I will try to think about the negatives in the morning. At the moment it is just too grim. Oh, one more:
  • There were some excellent dogs at the polling station where I was a teller.

Why did Corbyn do so well? A little bit of political economy


Let's assume the exit poll is about true, and that Jeremy Corbyn has done even better than the polls thought – and he was already pulling far ahead of what people, including me, expected.

There are lots of things to say about this: failures in polling (again); Theresa May's incompetent campaign and feeble personality; Jeremy Corbyn's quality as a campaigner; the role of the internet.

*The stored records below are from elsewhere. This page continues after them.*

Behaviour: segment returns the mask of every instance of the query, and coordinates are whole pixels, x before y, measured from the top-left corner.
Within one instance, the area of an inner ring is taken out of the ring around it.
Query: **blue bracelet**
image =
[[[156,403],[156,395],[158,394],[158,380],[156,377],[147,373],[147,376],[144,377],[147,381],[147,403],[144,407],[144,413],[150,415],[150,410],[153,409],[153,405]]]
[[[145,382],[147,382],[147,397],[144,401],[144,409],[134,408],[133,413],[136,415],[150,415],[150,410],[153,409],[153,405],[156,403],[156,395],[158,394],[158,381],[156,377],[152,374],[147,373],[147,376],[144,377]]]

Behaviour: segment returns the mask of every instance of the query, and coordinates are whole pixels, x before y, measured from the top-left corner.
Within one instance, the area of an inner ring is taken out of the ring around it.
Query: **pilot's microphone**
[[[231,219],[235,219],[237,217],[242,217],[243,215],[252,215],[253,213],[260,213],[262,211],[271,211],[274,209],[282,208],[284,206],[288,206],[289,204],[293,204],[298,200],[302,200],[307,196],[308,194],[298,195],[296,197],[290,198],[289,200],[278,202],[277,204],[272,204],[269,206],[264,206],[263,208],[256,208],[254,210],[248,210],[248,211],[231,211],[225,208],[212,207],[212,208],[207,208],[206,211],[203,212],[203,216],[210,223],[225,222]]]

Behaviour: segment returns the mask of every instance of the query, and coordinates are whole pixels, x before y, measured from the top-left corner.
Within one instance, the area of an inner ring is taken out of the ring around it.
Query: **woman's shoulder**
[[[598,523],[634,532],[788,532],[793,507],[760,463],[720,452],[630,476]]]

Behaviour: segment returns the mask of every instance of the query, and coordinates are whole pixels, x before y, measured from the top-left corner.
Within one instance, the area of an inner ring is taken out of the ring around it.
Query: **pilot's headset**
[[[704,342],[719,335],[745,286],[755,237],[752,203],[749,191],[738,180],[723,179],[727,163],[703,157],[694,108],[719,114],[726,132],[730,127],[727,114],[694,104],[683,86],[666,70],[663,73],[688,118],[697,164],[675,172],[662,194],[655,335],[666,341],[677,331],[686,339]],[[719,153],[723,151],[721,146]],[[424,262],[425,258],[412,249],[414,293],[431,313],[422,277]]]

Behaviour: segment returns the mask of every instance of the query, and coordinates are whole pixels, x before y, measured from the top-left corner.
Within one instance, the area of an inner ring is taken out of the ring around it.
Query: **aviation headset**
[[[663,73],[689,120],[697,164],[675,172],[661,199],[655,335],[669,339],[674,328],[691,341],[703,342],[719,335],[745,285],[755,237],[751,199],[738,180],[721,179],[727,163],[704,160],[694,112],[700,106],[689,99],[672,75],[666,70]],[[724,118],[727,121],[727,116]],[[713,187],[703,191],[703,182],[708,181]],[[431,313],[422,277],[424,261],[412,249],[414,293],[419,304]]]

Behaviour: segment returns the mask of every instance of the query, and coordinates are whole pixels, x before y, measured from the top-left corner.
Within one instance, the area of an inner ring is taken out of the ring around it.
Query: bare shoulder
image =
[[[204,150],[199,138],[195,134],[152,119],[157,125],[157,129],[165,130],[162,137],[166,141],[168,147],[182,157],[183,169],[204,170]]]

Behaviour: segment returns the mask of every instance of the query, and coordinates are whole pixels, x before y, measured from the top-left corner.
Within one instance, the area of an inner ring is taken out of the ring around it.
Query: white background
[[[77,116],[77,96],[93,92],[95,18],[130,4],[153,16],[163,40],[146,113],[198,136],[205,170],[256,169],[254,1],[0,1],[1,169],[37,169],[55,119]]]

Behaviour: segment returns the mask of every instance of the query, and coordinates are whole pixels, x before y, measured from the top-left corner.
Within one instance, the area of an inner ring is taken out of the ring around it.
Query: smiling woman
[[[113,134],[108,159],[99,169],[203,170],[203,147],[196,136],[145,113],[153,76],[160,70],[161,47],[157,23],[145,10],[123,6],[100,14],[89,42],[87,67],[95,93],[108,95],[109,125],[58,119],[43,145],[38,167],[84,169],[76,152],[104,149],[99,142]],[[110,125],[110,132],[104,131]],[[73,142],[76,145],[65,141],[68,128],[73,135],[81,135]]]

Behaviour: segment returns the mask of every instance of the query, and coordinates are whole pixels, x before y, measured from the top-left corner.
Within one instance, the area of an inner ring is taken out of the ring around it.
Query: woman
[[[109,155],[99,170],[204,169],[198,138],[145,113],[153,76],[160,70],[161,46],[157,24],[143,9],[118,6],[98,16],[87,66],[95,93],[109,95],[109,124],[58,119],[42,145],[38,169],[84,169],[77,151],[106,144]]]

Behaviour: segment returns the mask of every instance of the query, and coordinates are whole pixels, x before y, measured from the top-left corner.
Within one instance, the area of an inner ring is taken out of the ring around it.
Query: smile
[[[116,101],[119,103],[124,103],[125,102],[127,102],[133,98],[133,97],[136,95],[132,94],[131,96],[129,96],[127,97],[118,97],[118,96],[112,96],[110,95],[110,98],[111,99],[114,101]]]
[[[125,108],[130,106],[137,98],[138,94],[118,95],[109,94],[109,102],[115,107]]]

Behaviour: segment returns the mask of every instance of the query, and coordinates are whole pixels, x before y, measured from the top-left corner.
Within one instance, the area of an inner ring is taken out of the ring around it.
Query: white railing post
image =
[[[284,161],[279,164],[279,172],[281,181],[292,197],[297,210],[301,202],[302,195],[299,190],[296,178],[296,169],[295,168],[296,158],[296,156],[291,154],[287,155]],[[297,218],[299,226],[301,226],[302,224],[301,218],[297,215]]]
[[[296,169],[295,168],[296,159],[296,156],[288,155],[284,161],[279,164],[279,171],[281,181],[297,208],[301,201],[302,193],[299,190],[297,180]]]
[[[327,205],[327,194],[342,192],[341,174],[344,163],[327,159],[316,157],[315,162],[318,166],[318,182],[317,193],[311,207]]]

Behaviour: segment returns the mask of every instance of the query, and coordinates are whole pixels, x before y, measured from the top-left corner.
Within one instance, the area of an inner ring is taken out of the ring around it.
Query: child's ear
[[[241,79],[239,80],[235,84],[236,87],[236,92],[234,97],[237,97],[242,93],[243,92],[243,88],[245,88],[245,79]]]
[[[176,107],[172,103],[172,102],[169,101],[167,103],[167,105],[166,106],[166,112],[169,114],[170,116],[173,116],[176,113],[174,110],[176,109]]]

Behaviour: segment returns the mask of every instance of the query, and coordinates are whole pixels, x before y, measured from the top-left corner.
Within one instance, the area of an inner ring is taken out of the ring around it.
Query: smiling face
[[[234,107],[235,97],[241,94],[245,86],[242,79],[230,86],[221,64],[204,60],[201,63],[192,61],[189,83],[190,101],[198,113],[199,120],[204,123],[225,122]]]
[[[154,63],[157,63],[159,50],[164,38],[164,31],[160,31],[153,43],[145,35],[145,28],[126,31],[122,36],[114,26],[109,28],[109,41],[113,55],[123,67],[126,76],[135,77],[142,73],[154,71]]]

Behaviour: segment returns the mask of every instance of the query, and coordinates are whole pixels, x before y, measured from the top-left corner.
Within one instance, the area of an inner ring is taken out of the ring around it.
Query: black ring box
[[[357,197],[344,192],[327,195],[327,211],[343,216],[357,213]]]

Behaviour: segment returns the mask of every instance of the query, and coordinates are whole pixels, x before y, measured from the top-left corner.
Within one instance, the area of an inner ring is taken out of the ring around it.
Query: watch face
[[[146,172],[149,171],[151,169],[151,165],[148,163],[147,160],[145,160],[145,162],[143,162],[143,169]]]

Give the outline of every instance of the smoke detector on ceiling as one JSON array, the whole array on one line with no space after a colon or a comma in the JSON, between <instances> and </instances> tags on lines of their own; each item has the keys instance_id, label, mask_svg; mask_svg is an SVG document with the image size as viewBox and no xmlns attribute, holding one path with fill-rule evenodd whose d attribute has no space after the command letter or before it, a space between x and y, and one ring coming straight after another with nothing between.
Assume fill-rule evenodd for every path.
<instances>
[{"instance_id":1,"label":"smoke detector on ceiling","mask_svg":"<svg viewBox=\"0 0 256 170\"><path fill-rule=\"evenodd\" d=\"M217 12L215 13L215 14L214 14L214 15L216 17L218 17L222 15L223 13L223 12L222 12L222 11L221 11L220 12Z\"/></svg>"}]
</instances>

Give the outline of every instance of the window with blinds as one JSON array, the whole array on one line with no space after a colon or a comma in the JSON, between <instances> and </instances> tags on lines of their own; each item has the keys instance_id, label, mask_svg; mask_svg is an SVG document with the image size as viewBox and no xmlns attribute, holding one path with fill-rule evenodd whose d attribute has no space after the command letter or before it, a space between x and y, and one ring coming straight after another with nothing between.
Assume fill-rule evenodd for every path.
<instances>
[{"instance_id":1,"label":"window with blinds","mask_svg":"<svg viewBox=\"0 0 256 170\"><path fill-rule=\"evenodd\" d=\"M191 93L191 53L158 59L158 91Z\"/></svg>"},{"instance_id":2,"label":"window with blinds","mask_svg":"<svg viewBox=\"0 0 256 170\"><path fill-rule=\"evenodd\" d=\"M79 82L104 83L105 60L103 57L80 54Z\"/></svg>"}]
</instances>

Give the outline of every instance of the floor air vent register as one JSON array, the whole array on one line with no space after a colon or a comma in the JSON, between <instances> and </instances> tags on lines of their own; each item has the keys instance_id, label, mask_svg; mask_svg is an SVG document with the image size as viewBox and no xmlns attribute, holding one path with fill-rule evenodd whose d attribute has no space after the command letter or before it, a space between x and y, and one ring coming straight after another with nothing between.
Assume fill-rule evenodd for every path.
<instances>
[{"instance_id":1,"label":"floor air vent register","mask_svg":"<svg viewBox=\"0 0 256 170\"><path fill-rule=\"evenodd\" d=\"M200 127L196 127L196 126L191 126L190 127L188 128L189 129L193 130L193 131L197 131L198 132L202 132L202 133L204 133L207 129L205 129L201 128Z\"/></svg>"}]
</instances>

I think one dog that very importantly did not bark is the Labour manifesto. Remember, Jeremy Corbyn is a passionately ideological Leftwinger. But the manifesto was in many ways rather moderate. It did not, for example, aim to spend much more than the Conservatives. It did not set out to reverse many Conservative welfare cuts.

A classic model in political science explains why parties move to the centre. Suppose the two parties are concerned only to win the elections. They will each promise a platform right in the middle of the electorate, at the famous "median voter" - the person in the middle, who has half the electorate to the left of her and half the electorate to the right. Why? Because if one candidate moves to the left of this person, then (at least!) everyone on the right votes for the other candidate, who wins a 50% majority. And if one candidate moves to the right, then everyone on the left votes for the other candidate who again wins.

Here's an ASCII art picture. It shows a line representing political preferences from Left to Right. The voters are at x. The median voter is marked with a *, with two voters on her left and two on her right. Voters vote for the party that is closest to them. Both parties will propose a platform at *. Any party that moved left or right would get three voters preferring the other candidate.

____________x_______x_______*___x_________________x_________

A natural response to this is "oh, but politicians are idealists! Or at least, Jeremy is. Jeremy cares about policy, not just getting elected." Well, stop swooning over Jeremy for a second, and suppose that is true. Suppose you are Jeremy Corbyn and deeply want policy to be as left wing as possible. You will still move to the centre. For, if you do not, and lose, then you will get the policies implemented by your right wing opponent.

This seems to be what has happened. Corbyn moderated his manifesto. That made Labour palatable to voters who would never have tolerated Corbyn's own ideal policies.

In a sense, you could say that despite appearances, the ghost of Blair still haunts the Labour party. Even with Corbyn as leader, they are forced to go along with a lot of the consensus of the past forty years.

(Thank God! ... But this is a post about the "horse race", not the outcome.)

References
The original model of the median voter is the "Downsian" model, made famous by Anthony Downs' An Economic Theory of Democracy (1957); but actually first suggested by Hotelling (1929) "Stability in competition". The point about "idealistic" politicians was first made, I think, by Donald Wittman (1929) "Candidates with policy preferences: A dynamic model" – sorry no ungated version.